This Sunday, New Years Day, will find many Czechs - like people around the world - making New Year's resolutions. But they won't have any say over some changes, which have been decided by Parliament and come into effect on the 1st. Understandably, people are most concerned about those which will have a direct impact on their wallets. 2006 is going to bring an increase in a number of social benefits and also a reduction in taxes for low and medium incomes. But as of January, Czechs will pay more for utilities - which is expected to bring further price increases of goods and services.
Six months ahead of next year's national elections, many Czechs will be pleased to find their pay-checks are a bit fatter. Civil servants are getting a five-percent rise and the minimum wage will increase in the coming year to 8,000 crowns (328 dollars) a month. The average pension will be just a little higher than that - 8,128 crowns, that is also after an increase. Child and housing benefits will see a slight increase and as of April, one-off maternity grants will be raised to 17,500 crowns (717 dollars), which is double the current amount.

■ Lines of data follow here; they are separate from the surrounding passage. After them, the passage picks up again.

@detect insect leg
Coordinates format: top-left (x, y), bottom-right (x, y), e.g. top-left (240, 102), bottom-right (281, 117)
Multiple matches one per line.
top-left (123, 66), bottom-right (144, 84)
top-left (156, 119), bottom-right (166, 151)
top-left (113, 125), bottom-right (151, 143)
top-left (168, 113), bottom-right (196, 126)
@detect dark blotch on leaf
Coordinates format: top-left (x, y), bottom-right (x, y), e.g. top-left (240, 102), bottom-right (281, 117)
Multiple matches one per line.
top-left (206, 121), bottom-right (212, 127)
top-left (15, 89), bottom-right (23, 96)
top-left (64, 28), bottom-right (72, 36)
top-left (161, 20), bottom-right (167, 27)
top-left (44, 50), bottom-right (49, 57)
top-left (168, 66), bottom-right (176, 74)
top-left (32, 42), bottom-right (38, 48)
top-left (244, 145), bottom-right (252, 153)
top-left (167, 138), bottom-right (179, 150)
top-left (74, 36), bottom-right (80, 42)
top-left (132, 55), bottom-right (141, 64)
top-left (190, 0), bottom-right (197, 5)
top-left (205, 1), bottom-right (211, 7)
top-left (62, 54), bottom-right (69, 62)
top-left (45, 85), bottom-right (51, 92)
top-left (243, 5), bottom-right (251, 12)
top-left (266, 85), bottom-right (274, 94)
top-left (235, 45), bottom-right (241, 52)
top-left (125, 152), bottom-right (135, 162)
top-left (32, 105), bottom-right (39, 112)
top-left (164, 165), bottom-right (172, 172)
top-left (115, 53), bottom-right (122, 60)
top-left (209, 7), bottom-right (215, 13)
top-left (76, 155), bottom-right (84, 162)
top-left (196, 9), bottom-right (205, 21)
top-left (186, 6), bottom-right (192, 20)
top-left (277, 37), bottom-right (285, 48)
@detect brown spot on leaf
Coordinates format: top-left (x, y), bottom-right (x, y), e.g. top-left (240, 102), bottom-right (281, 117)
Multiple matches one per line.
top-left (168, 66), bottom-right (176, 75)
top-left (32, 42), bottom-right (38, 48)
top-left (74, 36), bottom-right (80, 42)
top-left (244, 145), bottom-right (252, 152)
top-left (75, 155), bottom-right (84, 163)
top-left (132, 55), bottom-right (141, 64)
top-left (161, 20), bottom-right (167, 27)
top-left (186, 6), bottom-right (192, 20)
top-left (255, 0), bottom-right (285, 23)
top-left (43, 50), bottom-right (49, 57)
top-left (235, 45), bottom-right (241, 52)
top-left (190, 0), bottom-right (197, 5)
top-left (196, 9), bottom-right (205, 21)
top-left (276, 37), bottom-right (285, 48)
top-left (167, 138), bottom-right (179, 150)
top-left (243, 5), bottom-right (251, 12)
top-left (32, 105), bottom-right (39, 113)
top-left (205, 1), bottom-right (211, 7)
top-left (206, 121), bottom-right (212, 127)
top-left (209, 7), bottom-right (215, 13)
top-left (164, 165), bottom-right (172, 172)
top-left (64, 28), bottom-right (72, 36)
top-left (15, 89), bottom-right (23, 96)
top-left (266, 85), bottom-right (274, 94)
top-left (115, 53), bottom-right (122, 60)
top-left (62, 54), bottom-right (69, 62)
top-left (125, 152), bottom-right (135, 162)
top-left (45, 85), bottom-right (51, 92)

Under a new law on income taxes, people who earn less than 20,000 crowns (820 dollars) a month will save some 4,000 crowns a year. For people with salaries below 30,000 crowns a month, taxes will be reduced by almost 3,000 crowns a year. The average monthly wage in 2006 is expected to exceed 20,000 crowns (820 dollars).
On the other hand, 2006 will also bring higher energy bills for Czechs. Gas prices are expected to rise by almost 5 percent on average. Heating, coal and water prices, too, will grow. But the most dramatic will be the increase in electricity costs. On average, Czech households will pay 8.9 percent more for power, the sharpest increase being in North Moravia where prices will rise by more than 13 percent.
Energy costs for companies will be higher, too. Those are expected to
result in higher prices of goods and services. Analysts predict they
should be balanced out by growing salaries and lower taxes. In a year's
time Czechs will see whether their calculations were right.